「ねぇママ‥‥っ、これどうやるのっ!?」
「あらあら、ドタバタと‥‥。言ってくれれば、ちゃんと着付けしてあげたのに〜」
「お昼寝してたら寝坊しちゃったんだもん‥‥」
花火大会当日。
花火大会は夕方からということで、ご飯を食べてから呑気にお昼寝してたあたしは‥‥ついつい寝過ごしてしまって‥‥。

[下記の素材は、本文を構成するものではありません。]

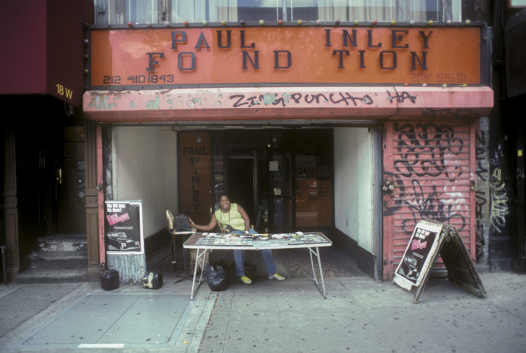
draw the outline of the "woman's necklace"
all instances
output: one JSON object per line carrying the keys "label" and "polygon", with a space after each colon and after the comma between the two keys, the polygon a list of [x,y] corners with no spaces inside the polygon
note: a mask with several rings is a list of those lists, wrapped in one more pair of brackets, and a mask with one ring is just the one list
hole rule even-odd
{"label": "woman's necklace", "polygon": [[[223,219],[223,214],[224,213],[225,213],[222,211],[222,210],[221,210],[221,220],[222,220],[222,219]],[[228,226],[228,225],[230,225],[230,208],[228,208],[228,212],[227,213],[228,214],[228,223],[227,223],[227,225]],[[226,219],[226,217],[225,217],[225,219]]]}

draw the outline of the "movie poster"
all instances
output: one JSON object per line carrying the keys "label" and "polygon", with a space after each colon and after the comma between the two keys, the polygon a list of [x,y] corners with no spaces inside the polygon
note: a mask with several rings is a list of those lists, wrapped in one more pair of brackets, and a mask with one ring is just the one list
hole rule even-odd
{"label": "movie poster", "polygon": [[435,240],[441,229],[441,225],[425,221],[418,223],[397,268],[396,275],[405,278],[413,285],[419,285],[421,275],[431,265],[431,257],[429,255],[433,254],[433,247],[436,247]]}
{"label": "movie poster", "polygon": [[140,201],[106,201],[104,230],[108,254],[144,254]]}

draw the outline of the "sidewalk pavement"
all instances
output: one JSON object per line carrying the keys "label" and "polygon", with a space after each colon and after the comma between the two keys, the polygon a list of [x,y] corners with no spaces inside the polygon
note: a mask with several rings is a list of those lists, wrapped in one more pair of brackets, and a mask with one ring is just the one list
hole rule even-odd
{"label": "sidewalk pavement", "polygon": [[[165,281],[161,288],[99,283],[0,285],[0,351],[109,352],[523,352],[526,347],[526,275],[482,273],[488,297],[479,298],[445,279],[431,279],[413,304],[409,292],[368,277],[326,277],[327,299],[312,278],[269,280],[252,276],[211,292],[206,281],[189,301],[191,281]],[[57,348],[53,342],[21,348],[86,295],[184,295],[187,318],[168,348]],[[110,311],[112,309],[108,308]],[[108,314],[110,314],[108,312]],[[138,314],[138,313],[137,313]],[[163,315],[154,318],[174,325]],[[166,320],[166,321],[163,320]],[[78,325],[82,327],[83,323]],[[88,329],[88,328],[84,328]],[[135,327],[140,331],[146,327]],[[126,332],[133,338],[133,329]],[[17,343],[18,342],[18,343]],[[123,343],[126,343],[123,342]]]}

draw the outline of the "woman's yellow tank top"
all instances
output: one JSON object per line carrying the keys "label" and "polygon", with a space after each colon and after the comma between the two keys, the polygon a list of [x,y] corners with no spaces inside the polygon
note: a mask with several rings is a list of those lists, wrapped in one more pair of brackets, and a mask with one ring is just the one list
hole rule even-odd
{"label": "woman's yellow tank top", "polygon": [[237,204],[230,204],[230,209],[228,213],[221,211],[221,209],[216,210],[216,219],[221,228],[226,228],[227,225],[236,230],[245,230],[245,220],[241,218],[241,214],[237,210]]}

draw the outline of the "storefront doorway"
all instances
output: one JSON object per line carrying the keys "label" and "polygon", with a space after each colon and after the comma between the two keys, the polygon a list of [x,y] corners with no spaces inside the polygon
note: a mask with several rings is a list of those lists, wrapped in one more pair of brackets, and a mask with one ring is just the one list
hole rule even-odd
{"label": "storefront doorway", "polygon": [[[210,130],[200,132],[201,142],[196,143],[195,133],[181,132],[181,211],[207,221],[209,213],[202,201],[211,197],[211,208],[217,209],[224,192],[245,208],[258,231],[330,228],[332,134],[326,129]],[[191,168],[185,167],[187,159]],[[213,177],[213,193],[202,182],[207,176]],[[184,187],[188,183],[191,188]],[[199,209],[197,203],[182,202],[190,198],[201,201]]]}

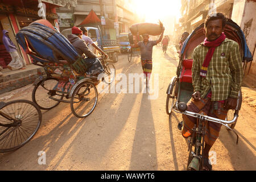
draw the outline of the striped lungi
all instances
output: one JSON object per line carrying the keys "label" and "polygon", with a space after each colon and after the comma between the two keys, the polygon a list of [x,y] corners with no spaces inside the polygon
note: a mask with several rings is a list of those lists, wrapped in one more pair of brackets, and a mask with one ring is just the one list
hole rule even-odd
{"label": "striped lungi", "polygon": [[144,74],[150,75],[152,72],[152,60],[141,60],[141,65]]}
{"label": "striped lungi", "polygon": [[[224,109],[224,103],[218,102],[218,107],[215,108],[216,102],[211,101],[210,98],[201,98],[198,101],[195,101],[193,98],[188,103],[188,111],[196,113],[204,113],[204,115],[224,120],[228,113],[228,110]],[[183,126],[182,127],[182,135],[184,138],[190,136],[192,133],[192,129],[195,124],[197,124],[197,119],[194,117],[182,115],[183,118]],[[212,146],[218,137],[221,125],[212,122],[204,121],[204,126],[205,126],[206,132],[204,140],[207,144]]]}

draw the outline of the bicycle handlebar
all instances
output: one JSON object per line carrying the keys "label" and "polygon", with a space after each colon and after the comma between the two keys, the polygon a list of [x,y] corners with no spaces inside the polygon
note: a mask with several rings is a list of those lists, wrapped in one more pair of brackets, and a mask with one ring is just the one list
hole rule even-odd
{"label": "bicycle handlebar", "polygon": [[[186,115],[191,116],[196,118],[201,119],[205,121],[210,121],[215,123],[220,123],[220,125],[222,125],[223,126],[225,126],[226,127],[228,128],[229,129],[231,130],[232,131],[233,131],[236,135],[237,135],[237,144],[238,143],[238,135],[237,133],[234,131],[233,129],[232,129],[229,126],[228,126],[228,124],[232,124],[236,122],[236,120],[237,119],[238,117],[238,114],[237,111],[235,111],[234,114],[234,118],[232,120],[230,121],[226,121],[226,120],[222,120],[218,118],[213,118],[212,117],[209,117],[208,115],[205,115],[203,114],[199,114],[196,113],[192,111],[187,111],[187,109],[188,108],[188,106],[187,104],[184,102],[180,102],[178,104],[178,102],[176,102],[175,104],[176,107],[174,107],[174,110],[179,113],[181,113],[183,114],[185,114]],[[176,110],[176,109],[177,109],[178,110]],[[237,110],[236,110],[237,111]]]}
{"label": "bicycle handlebar", "polygon": [[[187,106],[186,104],[185,104],[184,102],[180,102],[179,104],[180,104],[180,105],[185,104],[185,106],[179,106],[179,105],[177,104],[177,103],[176,103],[176,107],[174,108],[174,110],[177,113],[180,113],[183,114],[185,114],[185,115],[191,116],[191,117],[196,118],[202,118],[206,121],[213,122],[216,122],[216,123],[218,123],[220,124],[225,126],[226,127],[227,127],[227,126],[226,125],[226,124],[232,124],[232,123],[236,122],[237,118],[238,117],[238,114],[236,112],[235,112],[235,113],[234,114],[234,118],[232,120],[230,120],[230,121],[222,120],[222,119],[213,118],[212,117],[209,117],[208,115],[205,115],[203,114],[199,114],[199,113],[196,113],[187,111]],[[183,107],[183,109],[184,109],[184,110],[180,110],[180,109],[179,109],[179,108],[181,107]],[[179,110],[176,110],[176,108],[178,108]]]}

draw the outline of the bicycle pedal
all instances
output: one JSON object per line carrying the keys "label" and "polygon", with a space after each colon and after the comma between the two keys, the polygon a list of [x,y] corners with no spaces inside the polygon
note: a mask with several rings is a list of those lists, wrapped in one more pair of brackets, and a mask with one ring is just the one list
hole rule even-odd
{"label": "bicycle pedal", "polygon": [[179,123],[177,125],[178,129],[181,131],[183,126],[183,121]]}

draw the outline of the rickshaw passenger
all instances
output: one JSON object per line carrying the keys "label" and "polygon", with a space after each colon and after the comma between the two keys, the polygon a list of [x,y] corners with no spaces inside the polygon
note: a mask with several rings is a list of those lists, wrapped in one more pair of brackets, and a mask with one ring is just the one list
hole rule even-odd
{"label": "rickshaw passenger", "polygon": [[[237,105],[243,71],[239,46],[226,38],[224,27],[226,19],[221,13],[207,17],[206,38],[194,51],[192,68],[194,93],[187,110],[204,113],[225,120],[229,109]],[[196,119],[183,115],[182,135],[189,136]],[[208,122],[203,157],[204,169],[211,170],[209,152],[219,135],[221,125]]]}
{"label": "rickshaw passenger", "polygon": [[84,54],[87,57],[91,58],[84,59],[88,67],[85,73],[97,76],[102,73],[104,69],[101,62],[95,59],[97,58],[97,56],[90,50],[84,40],[82,39],[82,31],[79,28],[74,26],[72,28],[72,34],[68,35],[68,39],[77,53],[82,56]]}

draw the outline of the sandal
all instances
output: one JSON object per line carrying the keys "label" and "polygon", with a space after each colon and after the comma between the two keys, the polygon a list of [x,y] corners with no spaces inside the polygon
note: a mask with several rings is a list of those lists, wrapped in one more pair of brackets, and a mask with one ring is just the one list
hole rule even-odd
{"label": "sandal", "polygon": [[179,122],[177,126],[177,128],[179,130],[181,131],[182,126],[183,126],[183,121],[181,121],[181,122]]}
{"label": "sandal", "polygon": [[209,163],[209,159],[204,158],[203,158],[204,162],[204,166],[203,170],[204,171],[212,171],[212,166]]}

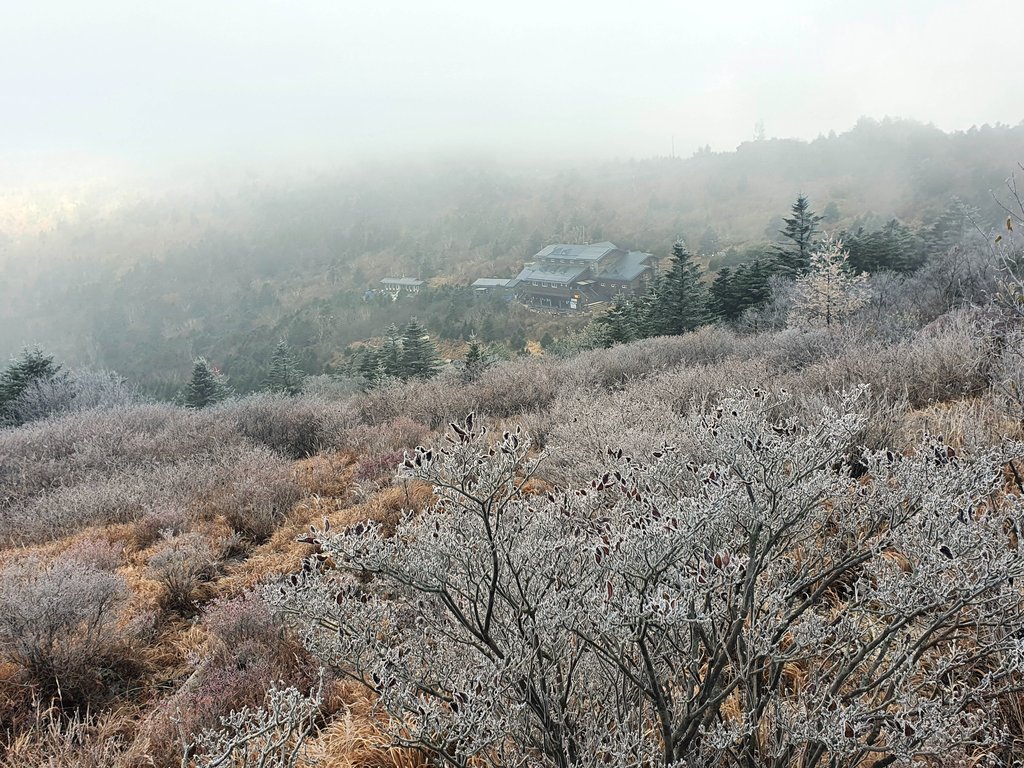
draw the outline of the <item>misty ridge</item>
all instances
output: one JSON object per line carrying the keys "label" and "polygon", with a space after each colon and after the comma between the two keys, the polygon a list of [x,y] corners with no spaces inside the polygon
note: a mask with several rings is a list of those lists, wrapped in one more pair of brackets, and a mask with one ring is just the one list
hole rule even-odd
{"label": "misty ridge", "polygon": [[1024,766],[1022,25],[10,4],[0,768]]}
{"label": "misty ridge", "polygon": [[[579,323],[474,308],[473,292],[459,289],[514,278],[550,243],[610,241],[664,259],[682,240],[711,280],[776,248],[798,193],[836,236],[898,222],[927,239],[966,211],[957,238],[970,239],[999,224],[992,190],[1022,143],[1021,126],[947,134],[865,118],[813,141],[752,140],[685,159],[522,166],[449,156],[196,185],[8,191],[0,349],[42,344],[163,397],[199,356],[240,391],[259,388],[282,339],[306,373],[344,373],[360,342],[413,316],[435,338],[486,330],[485,341],[514,351]],[[367,302],[387,276],[426,281],[434,301]],[[497,328],[480,328],[486,315]]]}

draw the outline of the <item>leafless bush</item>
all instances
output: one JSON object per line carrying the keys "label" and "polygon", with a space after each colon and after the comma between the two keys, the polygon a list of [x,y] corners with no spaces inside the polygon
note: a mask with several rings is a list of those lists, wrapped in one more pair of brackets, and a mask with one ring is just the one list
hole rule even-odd
{"label": "leafless bush", "polygon": [[150,575],[163,585],[165,605],[181,613],[196,609],[202,586],[216,572],[216,555],[202,534],[171,537],[150,557]]}
{"label": "leafless bush", "polygon": [[595,349],[559,366],[560,389],[615,389],[627,381],[653,376],[682,366],[710,366],[748,346],[723,328],[708,327],[683,336],[659,336],[610,349]]}
{"label": "leafless bush", "polygon": [[852,328],[797,329],[760,337],[767,365],[780,373],[801,371],[823,359],[831,359],[857,343]]}
{"label": "leafless bush", "polygon": [[974,312],[944,315],[910,339],[866,341],[787,377],[802,392],[836,392],[868,384],[877,395],[905,397],[912,408],[983,391],[991,362],[990,328]]}
{"label": "leafless bush", "polygon": [[423,443],[430,429],[399,416],[376,425],[360,425],[345,434],[345,444],[360,457],[380,457],[414,449]]}
{"label": "leafless bush", "polygon": [[[557,392],[558,380],[553,367],[535,359],[487,369],[469,388],[472,402],[479,412],[498,419],[547,408]],[[450,420],[454,420],[457,414],[451,416]]]}
{"label": "leafless bush", "polygon": [[124,545],[102,537],[89,537],[73,544],[60,556],[99,570],[114,570],[124,557]]}
{"label": "leafless bush", "polygon": [[[227,454],[238,456],[239,452],[227,450]],[[206,498],[216,482],[209,460],[94,472],[77,484],[56,486],[10,504],[0,518],[0,535],[14,543],[41,542],[88,525],[131,522],[155,509],[183,510],[193,500]]]}
{"label": "leafless bush", "polygon": [[219,730],[195,740],[182,732],[181,768],[296,768],[322,703],[318,689],[304,695],[273,685],[263,707],[231,712]]}
{"label": "leafless bush", "polygon": [[423,382],[392,381],[356,396],[354,407],[362,424],[377,425],[398,418],[412,419],[432,428],[465,413],[473,388],[455,374],[444,374]]}
{"label": "leafless bush", "polygon": [[0,430],[0,504],[161,464],[214,458],[245,442],[228,420],[172,406],[68,414]]}
{"label": "leafless bush", "polygon": [[127,664],[118,637],[124,580],[75,560],[28,558],[0,571],[0,648],[34,685],[89,700]]}
{"label": "leafless bush", "polygon": [[336,567],[267,597],[453,765],[1008,764],[1024,445],[929,437],[855,477],[860,396],[803,422],[729,396],[682,420],[696,451],[541,496],[528,439],[467,419],[407,462],[433,507],[321,531]]}
{"label": "leafless bush", "polygon": [[219,507],[227,524],[254,542],[266,541],[302,498],[291,465],[265,449],[228,465],[225,475]]}
{"label": "leafless bush", "polygon": [[352,417],[337,402],[263,392],[221,406],[238,430],[290,459],[303,459],[337,445]]}
{"label": "leafless bush", "polygon": [[551,407],[550,453],[540,474],[562,484],[587,482],[606,461],[609,446],[628,456],[647,456],[656,444],[683,435],[667,398],[634,386],[615,392],[566,392]]}
{"label": "leafless bush", "polygon": [[360,379],[347,376],[307,376],[302,380],[302,394],[317,400],[347,400],[362,387]]}
{"label": "leafless bush", "polygon": [[266,601],[256,592],[211,601],[203,614],[203,624],[226,648],[245,643],[265,647],[281,644],[283,627]]}
{"label": "leafless bush", "polygon": [[998,261],[984,244],[932,254],[903,284],[901,303],[921,323],[951,309],[988,303],[998,292]]}
{"label": "leafless bush", "polygon": [[66,713],[37,700],[31,725],[0,741],[0,767],[127,768],[122,730],[115,713]]}
{"label": "leafless bush", "polygon": [[51,416],[132,406],[138,394],[112,371],[73,371],[67,376],[41,379],[7,407],[14,424]]}

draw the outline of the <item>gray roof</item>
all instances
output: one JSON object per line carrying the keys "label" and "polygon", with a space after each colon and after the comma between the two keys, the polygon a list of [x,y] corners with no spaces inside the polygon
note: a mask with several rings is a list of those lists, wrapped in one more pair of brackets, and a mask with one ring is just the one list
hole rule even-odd
{"label": "gray roof", "polygon": [[541,249],[536,259],[573,259],[578,261],[600,261],[612,251],[618,251],[614,243],[594,243],[592,245],[566,245],[555,243]]}
{"label": "gray roof", "polygon": [[651,257],[651,254],[644,253],[643,251],[630,251],[623,258],[618,260],[617,263],[613,264],[608,269],[602,269],[601,273],[597,275],[598,280],[623,280],[631,281],[636,280],[647,269],[650,269],[650,265],[647,260]]}
{"label": "gray roof", "polygon": [[523,268],[515,283],[524,280],[539,280],[545,283],[569,284],[587,271],[586,266],[557,266],[555,264],[530,264]]}

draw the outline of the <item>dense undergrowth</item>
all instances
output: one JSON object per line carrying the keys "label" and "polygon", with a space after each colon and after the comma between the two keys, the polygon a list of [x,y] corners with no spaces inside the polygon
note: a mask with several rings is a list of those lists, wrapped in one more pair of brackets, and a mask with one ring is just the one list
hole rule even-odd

浴衣も着付けしてもらわなきゃいけないし、髪もセットしなきゃいけないのに‥‥待ち合わせの時間まで残り一時間をきってしまった‥‥‥。
しかも、浴衣を着るというのが思っていたよりこれまた難しく、あたしは泣く泣く浴衣を持ってママのところへ‥‥‥。
「はい、少し息止めて〜」
「へ‥‥?う、うん」
ママに言われたとおり、少しの間息を止めると‥‥。
「ふんっ!」
「ぐぇっ‥‥!」
お腹の辺りで、長さを調節するための細長い帯のようなものを、ギュッと結びつける。
思った以上にお腹が圧迫されて苦しい。
「ちょ、ちょっとキツくない‥‥?」
「あら、キツいくらいが丁度いいのよ。綺麗に着物を着るためには」
ママがそういうなら‥‥と納得したけど、浴衣を着るのも楽じゃないなとしみじみ思う。